Ligando as cidades de Manaus e Iranduba, a Ponte Jornalista Phelippe Daou, popularmente conhecida como Ponte Rio Negro, é uma das maiores obras de engenharia da Região Norte e um dos principais símbolos da integração do Amazonas.
Inaugurada em 24 de outubro de 2011, a ponte possui 3.595 metros de extensão, tornando-se a maior ponte estaiada do Brasil sobre águas fluviais na época de sua inauguração. Ela reduziu drasticamente o tempo de deslocamento entre Manaus e os municípios da margem direita do Rio Negro, substituindo a antiga travessia feita exclusivamente por balsas.
O empreendimento representou um importante avanço para o desenvolvimento econômico da região, facilitando o transporte de pessoas, mercadorias e o crescimento urbano de Iranduba, Manacapuru e Novo Airão.
No entanto, a grandiosidade da obra também foi acompanhada por uma série de polêmicas.
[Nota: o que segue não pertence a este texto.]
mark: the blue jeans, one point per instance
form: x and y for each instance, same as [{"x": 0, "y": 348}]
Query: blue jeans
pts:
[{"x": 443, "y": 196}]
Bilhão investido e suspeitas de irregularidades
A construção teve custo aproximado de R$ 1,099 bilhão, valor considerado elevado para a época. Posteriormente, órgãos de controle passaram a investigar possíveis irregularidades envolvendo contratos, pagamentos e execução da obra.
As apurações conduzidas por órgãos como o Ministério Público Federal, a Polícia Federal e o Tribunal de Contas da União apontaram suspeitas de:
superfaturamento;corrupção;lavagem de dinheiro;fraudes em contratos públicos;pagamento de propinas durante a execução da obra.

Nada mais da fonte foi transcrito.